Selecting column sequences and creating variables

2019-09-22 10:40发布

问题:

I was wondering if there was a way to select specific columns via a sequence and create new variables from this.

So for example, if I had 8 columns with n observations, how could I create 4 variables that selects 2 rows sequentially? My dataset is much larger than this and I have 1416 variables with 62 observations each (I have pasted a link to the spreadsheet below, whereby the first column and row represent names). I would like to create new dataframes from this named as sites 1-12. So site 1 = df[,1:117]; site 2 = df [,119:237] etc.

I am planning on using this code for future datasets with even more variables so some form of loop or sequence function would be very effective if anyone could shed any light on how to achieve this?

https://www.dropbox.com/s/p1a5cu567lxntmw/MyData.csv?dl=0

Thank you in advance.

James

p.s @nrussell I have copied and pasted the output of the code you mentioned below, it follows on as a series of numbers like those displayed.

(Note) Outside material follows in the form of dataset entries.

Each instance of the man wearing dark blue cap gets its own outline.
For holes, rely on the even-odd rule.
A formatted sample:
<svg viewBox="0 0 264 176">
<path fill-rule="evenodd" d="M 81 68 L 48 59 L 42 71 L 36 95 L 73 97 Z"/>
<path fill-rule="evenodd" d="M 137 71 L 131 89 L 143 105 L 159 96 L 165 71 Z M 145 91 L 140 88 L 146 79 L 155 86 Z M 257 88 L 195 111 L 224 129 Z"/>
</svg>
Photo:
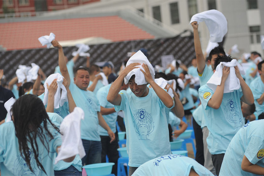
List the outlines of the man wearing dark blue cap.
<svg viewBox="0 0 264 176">
<path fill-rule="evenodd" d="M 116 76 L 113 73 L 113 68 L 112 65 L 109 62 L 106 62 L 103 66 L 103 72 L 107 77 L 109 84 L 112 83 L 116 79 Z"/>
</svg>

dput(z[ , 1:10]) structure(list(1 = c(0, 0, 0, 0, 0, 0, 0, 0, 0.0311410340342049, 0, 0, 0, 0, 0, 0, 0, 0, 0, 0, 0, 0, 0, 0, 0, 0, 0, 0, 0, 0, 0, 0, 0, 0.0207444023791158, 0, 0, 0, 0, 0, 0, 0, 0, 0, 0, 0, 0.0312971643732546, 0, 0, 0, 0, 0, 0, 0, 0, 0, 0.0376287494579976, 0, 0, 0, 0, 0, 0, 0),......... 10 = c(0, 0, 0, 0, 0.119280313679916, 0, 0, 0.301029995663981, 0, 0, 0, 0, 0, 0, 0, 0, 0, 0.715681882079494, 0.136831816210901, 0, 0, 0, 0.0273663632421801, 0, 0, 0, 0.0547327264843602, 0, 0, 0, 0, 0.0231561535126139, 0, 0, 0.0903089986991944, 0, 0, 0.0752574989159953, 0.159368821233872, 0.0272640716982664, 0.0177076468037636, 0, 0, 0.120411998265592, 0, 0, 0, 0, 0.0322532138211408, 0.0250858329719984, 0, 0, 0, 0.119280313679916, 0, 0.172922500085254, 0.225772496747986, 0, 0, 0, 0.0954242509439325, 0)), .Names = c("1", "2", "3", "4", "5", "6", "7", "8", "9", "10"), class = "data.frame", row.names = c(NA, -62L))

回答1:

We could split the dataset ('df') with '1416' columns to equal size '118' columns by creating a grouping index with gl

 lst <- setNames(lapply(split(1:ncol(df), as.numeric(gl(ncol(df), 118,
            ncol(df)))), function(i) df[,i]), paste0('site', 1:12))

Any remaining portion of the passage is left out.